TED results from inflammation around the soft tissues behind the eye and the muscles that control eye movements. Symptoms and signs of TED include dryness, excessive tearing, eyelid swelling, being able to see the white area all the way around the colored part of the eye instead of overlapping with the eyelid (“bulging eyes”), pain with lateral gaze, double vision or vision loss. Most cases will be classified as mild and the majority of these will spontaneously resolve. Management for symptomatic relief may include artificial tears or ointment for lubrication.

Moderate and severe cases can currently be treated with immune-modulating medications including steroids (usually oral prednisone or intravenous methylprednisolone) or a monoclonal antibody targeting B cells in the immune system called rituximab.


The newest addition to the treatment arsenal, teprotumumab, had been undergoing expedited review by the United States Food and Drug Administration (FDA). Teprotumumab is a monoclonal antibody targeting the receptor for a protein stimulated by human growth hormone called IGF-1. On January 21, 2020 it was announced that teprotumumab was approved by the FDA for the treatment of thyroid eye disease.

There is not yet have a clear understanding of why an individual patient develops TED nor is there a means to prevent it. Therefore, a patient’s vigilance and regular follow-up with an ophthalmologist are key.

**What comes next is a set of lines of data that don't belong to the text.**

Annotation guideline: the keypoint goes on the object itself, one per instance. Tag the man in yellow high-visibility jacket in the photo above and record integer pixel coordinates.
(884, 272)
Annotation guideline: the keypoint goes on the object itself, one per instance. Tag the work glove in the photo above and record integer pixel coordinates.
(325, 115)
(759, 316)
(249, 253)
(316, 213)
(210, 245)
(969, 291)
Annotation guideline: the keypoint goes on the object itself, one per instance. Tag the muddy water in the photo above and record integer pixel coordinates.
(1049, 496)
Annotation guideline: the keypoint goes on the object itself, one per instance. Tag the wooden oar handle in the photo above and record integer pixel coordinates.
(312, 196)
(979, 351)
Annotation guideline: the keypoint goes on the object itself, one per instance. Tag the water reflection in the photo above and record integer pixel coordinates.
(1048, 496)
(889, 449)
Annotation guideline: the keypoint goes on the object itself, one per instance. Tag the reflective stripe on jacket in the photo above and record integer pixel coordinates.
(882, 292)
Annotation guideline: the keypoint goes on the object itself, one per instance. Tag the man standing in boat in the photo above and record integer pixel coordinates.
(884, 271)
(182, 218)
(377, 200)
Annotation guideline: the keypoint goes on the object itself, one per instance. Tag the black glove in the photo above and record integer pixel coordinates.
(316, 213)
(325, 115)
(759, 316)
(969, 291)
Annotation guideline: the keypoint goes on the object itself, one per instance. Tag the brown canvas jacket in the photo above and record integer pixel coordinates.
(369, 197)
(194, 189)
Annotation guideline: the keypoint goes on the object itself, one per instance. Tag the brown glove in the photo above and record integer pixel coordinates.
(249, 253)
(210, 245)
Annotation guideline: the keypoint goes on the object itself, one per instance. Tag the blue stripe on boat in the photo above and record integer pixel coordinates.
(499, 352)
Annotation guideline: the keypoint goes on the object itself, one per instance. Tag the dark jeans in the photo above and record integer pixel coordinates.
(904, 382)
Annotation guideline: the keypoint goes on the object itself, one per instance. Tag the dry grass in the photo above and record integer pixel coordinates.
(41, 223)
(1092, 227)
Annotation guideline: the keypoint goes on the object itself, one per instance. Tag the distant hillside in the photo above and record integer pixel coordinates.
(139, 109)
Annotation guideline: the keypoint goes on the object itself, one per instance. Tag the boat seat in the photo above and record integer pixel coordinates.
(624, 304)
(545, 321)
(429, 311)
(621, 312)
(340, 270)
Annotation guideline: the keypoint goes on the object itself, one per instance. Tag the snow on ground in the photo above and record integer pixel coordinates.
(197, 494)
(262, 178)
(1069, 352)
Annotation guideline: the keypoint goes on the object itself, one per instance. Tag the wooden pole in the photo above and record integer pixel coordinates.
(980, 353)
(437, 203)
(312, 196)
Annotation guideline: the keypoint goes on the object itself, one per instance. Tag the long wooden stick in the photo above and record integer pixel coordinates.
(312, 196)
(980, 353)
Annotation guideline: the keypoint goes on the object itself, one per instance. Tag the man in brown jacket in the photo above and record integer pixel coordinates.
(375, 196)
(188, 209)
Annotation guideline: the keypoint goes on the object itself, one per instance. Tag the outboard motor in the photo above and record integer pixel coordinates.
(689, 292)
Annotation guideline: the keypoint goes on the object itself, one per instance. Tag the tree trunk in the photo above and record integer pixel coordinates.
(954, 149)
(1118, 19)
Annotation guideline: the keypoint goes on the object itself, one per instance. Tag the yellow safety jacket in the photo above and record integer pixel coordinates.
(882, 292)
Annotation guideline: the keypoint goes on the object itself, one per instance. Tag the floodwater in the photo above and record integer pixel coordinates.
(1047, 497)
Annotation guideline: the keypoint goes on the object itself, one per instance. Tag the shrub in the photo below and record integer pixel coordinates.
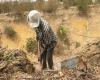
(10, 32)
(83, 7)
(31, 45)
(51, 6)
(68, 3)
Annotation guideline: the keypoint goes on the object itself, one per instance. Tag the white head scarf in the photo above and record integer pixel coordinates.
(34, 18)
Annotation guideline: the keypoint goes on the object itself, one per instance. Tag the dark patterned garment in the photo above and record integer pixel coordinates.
(47, 41)
(45, 35)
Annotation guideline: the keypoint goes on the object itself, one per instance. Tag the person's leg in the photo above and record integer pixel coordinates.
(43, 59)
(50, 51)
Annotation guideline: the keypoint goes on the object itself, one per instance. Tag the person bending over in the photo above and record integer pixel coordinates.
(45, 36)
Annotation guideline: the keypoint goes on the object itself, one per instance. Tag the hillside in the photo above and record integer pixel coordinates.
(81, 30)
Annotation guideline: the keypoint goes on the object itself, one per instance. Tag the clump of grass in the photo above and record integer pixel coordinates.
(69, 3)
(62, 32)
(10, 32)
(83, 7)
(31, 45)
(63, 35)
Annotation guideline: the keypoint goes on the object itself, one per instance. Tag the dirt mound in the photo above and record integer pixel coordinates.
(12, 61)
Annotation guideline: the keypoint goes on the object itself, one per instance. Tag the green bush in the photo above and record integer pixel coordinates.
(10, 32)
(68, 3)
(31, 45)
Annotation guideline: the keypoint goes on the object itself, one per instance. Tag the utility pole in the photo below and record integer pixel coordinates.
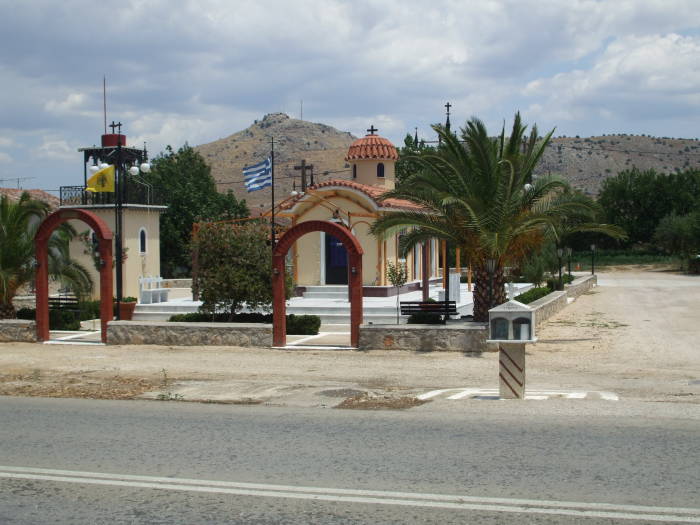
(303, 167)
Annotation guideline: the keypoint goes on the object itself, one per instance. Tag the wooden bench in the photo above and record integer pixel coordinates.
(64, 303)
(438, 308)
(151, 290)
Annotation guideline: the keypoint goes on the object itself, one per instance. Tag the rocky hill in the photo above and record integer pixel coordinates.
(586, 162)
(321, 145)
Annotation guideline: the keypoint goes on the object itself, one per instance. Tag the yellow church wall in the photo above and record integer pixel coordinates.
(137, 264)
(308, 247)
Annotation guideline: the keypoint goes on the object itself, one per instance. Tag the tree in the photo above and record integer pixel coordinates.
(183, 180)
(19, 222)
(481, 196)
(397, 275)
(637, 200)
(235, 267)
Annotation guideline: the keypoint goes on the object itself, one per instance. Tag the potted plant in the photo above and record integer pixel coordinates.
(126, 308)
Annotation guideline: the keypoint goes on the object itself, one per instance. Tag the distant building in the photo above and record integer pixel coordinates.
(319, 259)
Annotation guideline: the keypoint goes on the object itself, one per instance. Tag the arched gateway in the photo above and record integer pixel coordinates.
(343, 234)
(104, 238)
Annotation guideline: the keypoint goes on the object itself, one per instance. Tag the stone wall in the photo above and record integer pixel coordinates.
(580, 285)
(462, 337)
(189, 334)
(547, 306)
(17, 330)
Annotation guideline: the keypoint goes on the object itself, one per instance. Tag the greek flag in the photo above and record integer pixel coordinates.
(258, 176)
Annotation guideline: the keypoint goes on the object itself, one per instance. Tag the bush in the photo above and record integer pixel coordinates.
(296, 324)
(533, 294)
(694, 265)
(425, 318)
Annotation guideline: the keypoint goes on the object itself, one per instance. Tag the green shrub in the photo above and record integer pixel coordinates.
(296, 324)
(694, 265)
(425, 318)
(533, 294)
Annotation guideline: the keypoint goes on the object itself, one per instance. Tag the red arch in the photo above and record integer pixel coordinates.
(41, 239)
(344, 235)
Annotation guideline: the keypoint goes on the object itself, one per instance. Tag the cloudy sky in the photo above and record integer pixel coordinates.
(195, 71)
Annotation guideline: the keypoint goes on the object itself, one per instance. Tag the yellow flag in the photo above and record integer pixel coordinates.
(102, 181)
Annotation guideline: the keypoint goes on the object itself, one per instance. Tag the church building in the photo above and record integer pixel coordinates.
(320, 259)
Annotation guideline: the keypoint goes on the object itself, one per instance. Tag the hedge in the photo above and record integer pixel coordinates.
(533, 294)
(296, 324)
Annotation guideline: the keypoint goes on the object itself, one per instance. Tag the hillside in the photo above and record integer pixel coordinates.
(321, 145)
(586, 162)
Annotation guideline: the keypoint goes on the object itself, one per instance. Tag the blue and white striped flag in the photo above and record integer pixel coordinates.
(258, 176)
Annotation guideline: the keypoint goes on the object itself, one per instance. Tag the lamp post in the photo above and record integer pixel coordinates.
(490, 267)
(560, 254)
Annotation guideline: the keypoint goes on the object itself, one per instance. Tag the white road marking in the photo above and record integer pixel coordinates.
(532, 395)
(446, 501)
(75, 336)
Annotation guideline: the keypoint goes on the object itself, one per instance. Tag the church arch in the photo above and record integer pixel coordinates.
(351, 244)
(41, 239)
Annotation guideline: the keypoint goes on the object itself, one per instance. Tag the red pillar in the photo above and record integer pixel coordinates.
(42, 289)
(106, 304)
(426, 271)
(279, 306)
(355, 286)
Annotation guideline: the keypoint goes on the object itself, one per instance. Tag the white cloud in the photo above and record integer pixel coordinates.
(56, 148)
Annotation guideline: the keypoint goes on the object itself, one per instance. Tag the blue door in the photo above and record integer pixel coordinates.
(336, 261)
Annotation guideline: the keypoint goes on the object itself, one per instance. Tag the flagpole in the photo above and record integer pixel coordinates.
(272, 161)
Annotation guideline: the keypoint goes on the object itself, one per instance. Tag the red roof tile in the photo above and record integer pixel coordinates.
(372, 147)
(373, 192)
(14, 194)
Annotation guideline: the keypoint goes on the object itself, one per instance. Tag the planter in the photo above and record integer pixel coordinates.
(126, 310)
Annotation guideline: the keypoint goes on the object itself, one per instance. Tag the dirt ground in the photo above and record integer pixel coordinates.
(637, 334)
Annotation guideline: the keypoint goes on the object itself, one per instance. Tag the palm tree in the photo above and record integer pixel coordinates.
(480, 194)
(18, 224)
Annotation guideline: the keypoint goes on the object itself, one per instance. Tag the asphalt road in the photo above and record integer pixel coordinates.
(83, 461)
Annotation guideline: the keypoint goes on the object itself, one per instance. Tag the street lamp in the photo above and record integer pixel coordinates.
(490, 268)
(560, 254)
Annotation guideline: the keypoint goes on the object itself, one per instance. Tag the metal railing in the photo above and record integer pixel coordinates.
(132, 194)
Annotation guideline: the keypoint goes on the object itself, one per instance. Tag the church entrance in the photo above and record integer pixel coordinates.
(336, 261)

Of note, the 2016 American Thyroid Association (ATA) Guidelines for the Diagnosis and Management of Hyperthyroidism recommend that hyperthyroid patients with Graves’ disease and moderate TED who plan to receive radioactive iodine ablation (RAI) should be prophylactically treated with glucocorticoid steroids to prevent worsening of TED. Alternatively, the ATA advocates against RAI for patients with severe TED and counsel them to instead choose either thyroidectomy or medical management with the thyroid-slowing medication methimazole. Severe cases that do not respond to medical management or reveal an urgent threat of vision loss can be treated with surgical decompression.